CloudMe
I initially found CloudMe in the processes
On top of that, PEAS confirmed it and showed that it is running on the port 8888
It was really strange because it did not show up in my network enumeration
I will try re-scanning
c:\xampp\htdocs\gym>netstat -ano -p tcp
Active Connections
Proto Local Address Foreign Address State PID
tcp 0.0.0.0:135 0.0.0.0:0 LISTENING 928
tcp 0.0.0.0:445 0.0.0.0:0 LISTENING 4
tcp 0.0.0.0:5040 0.0.0.0:0 LISTENING 5824
tcp 0.0.0.0:7680 0.0.0.0:0 LISTENING 1792
tcp 0.0.0.0:8080 0.0.0.0:0 LISTENING 5384
tcp 0.0.0.0:49664 0.0.0.0:0 LISTENING 524
tcp 0.0.0.0:49665 0.0.0.0:0 LISTENING 1088
tcp 0.0.0.0:49666 0.0.0.0:0 LISTENING 1516
tcp 0.0.0.0:49667 0.0.0.0:0 LISTENING 2144
tcp 0.0.0.0:49668 0.0.0.0:0 LISTENING 668
tcp 0.0.0.0:49669 0.0.0.0:0 LISTENING 688
tcp 10.10.10.198:139 0.0.0.0:0 LISTENING 4
tcp 10.10.10.198:8080 10.10.14.11:37376 TIME_WAIT 0
tcp 10.10.10.198:8080 10.10.14.11:60872 ESTABLISHED 5384
tcp 10.10.10.198:49677 10.10.14.11:9999 ESTABLISHED 5312
tcp 127.0.0.1:3306 0.0.0.0:0 LISTENING 1288
tcp 127.0.0.1:8888 0.0.0.0:0 LISTENING 7424
tcp 127.0.0.1:49673 127.0.0.1:3306 TIME_WAIT 0
tcp 127.0.0.1:49675 127.0.0.1:3306 TIME_WAIT 0Now it showed up. But something is very strange.
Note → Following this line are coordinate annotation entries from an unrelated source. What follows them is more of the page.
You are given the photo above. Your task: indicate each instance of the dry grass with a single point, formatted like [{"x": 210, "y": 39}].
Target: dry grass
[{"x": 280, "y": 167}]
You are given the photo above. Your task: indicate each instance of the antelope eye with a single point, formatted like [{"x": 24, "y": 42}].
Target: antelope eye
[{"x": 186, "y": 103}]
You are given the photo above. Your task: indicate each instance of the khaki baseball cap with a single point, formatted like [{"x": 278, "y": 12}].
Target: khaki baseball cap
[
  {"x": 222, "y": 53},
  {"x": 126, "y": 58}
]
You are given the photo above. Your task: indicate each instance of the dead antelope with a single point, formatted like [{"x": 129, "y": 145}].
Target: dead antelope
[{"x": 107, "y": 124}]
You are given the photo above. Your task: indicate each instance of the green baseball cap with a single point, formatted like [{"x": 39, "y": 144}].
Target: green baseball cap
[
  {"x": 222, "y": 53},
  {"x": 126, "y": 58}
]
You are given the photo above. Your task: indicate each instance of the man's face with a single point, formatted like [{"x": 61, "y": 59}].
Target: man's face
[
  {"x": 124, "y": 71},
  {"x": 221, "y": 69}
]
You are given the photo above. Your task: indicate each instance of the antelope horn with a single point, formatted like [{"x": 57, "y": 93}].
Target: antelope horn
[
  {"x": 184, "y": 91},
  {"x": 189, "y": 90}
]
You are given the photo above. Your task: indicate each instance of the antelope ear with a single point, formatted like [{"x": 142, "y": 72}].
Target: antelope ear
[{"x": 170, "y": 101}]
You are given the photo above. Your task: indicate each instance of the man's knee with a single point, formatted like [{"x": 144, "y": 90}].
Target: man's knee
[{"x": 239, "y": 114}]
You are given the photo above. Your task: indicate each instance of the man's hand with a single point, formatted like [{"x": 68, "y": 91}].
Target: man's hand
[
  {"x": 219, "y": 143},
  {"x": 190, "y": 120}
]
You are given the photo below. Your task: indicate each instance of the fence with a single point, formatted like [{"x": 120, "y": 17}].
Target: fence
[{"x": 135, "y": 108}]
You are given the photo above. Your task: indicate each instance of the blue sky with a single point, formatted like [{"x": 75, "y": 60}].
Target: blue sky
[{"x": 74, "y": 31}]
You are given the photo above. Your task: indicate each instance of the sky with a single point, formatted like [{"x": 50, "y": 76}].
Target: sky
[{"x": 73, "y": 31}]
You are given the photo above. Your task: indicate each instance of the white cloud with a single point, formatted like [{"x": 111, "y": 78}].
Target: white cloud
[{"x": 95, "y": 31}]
i can see right now the 127.0.0.1:8888 socket with the PID of 1288
c:\xampp\htdocs\gym>netstat -ano -p tcp | find ":8888"
tcp 127.0.0.1:8888 0.0.0.0:0 LISTENING 5436
c:\xampp\htdocs\gym>netstat -ano -p tcp | find ":8888"
tcp 127.0.0.1:8888 0.0.0.0:0 LISTENING 7220
c:\xampp\htdocs\gym>netstat -ano -p tcp | find ":8888"
tcp 127.0.0.1:8888 0.0.0.0:0 LISTENING 6624The PID keeps changing.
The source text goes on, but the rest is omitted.